Former NHS nurse falsely told she was dying of organ failure by GP during video call

A 92-year-old retiree was told she had organ failure after a video call with a GP where they said her yellow skin confirmed the fatal diagnosis, one that turned out to be false

The nurse was told the wrong news during a video call (stock image)

A GP who could only call via video misdiagnosed a former nurse and told the 92-year-old she was dying.

The retiree was told to begin end-of-life care after a GP told her she had organ failure during a video consultation.

The heartbreaking diagnosis was made because the doctor “could see from the video that her skin was yellow,” the woman’s son, Michael Gough Cooper, was told.

His mother, who would not name Michael, said the “feiste” former NHS staffer suffers from dementia and lives in a care home on the Isle of Wight.

She was recovering well from a Covid diagnosis the week before, when her caregivers began to worry about her loss of appetite.

They contacted the local operating room, Cowes Medical Center, to try and organize a visit, The Daily Telegraph reported.

Despite the request for a personal visit, the GP reportedly only sees the retiree via video call.







Cowes Medical Center

Image:

Google Maps)

Mr Gough Cooper, from Chiltington, West Sussex, received a phone call from his home with the heartbreaking news that his mother had been diagnosed with liver failure and was about to die.

This diagnosis would turn out to be incorrect.

Mr Gough Cooper was “shocked” to realize that the GP never visited his mother in person before making such a serious diagnosis.

He called the doctors and asked for an explanation, but was later approached by a different doctor than the one who diagnosed his mother.

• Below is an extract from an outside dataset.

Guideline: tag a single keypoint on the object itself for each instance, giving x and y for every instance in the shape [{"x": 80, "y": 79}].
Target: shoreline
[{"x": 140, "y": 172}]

They simply read from the appointment notes during their conversation.

When asked how they could make such a diagnosis via video call, the GP explained that the first doctor “could see from the video that her skin was yellow”.

Mr Gough Cooper claimed the yellow skin could be anything but was told this was the GP’s conclusion.

However, he persisted and asked if the GP could now visit his mother, but was told they couldn’t due to her recent Covid diagnosis.

Mr Cough Cooper wasn’t sure if she was still testing positive at the time, but said the care home had “ample” stock of PPE.

The only way he could get a second opinion of the fatal diagnosis was to take his mother to the emergency room.

So after a four-night stay in the hospital, she was discharged and has since made a full recovery.

Mr Cough Cooper has now filed a formal complaint with the Care Quality Commission about her treatment.

A senior GP from the practice told the Daily Telegraph: “We are sorry to hear of the family’s experience. When a patient, their family member or carer shares this type of concern, we always offer to discuss the matter further.

“We have regular contact for our patients who stay in care homes
with the house [and] always support patients when the care home raises a problem related to their health.”

Isle of Wight NHS Trust has been contacted for comment.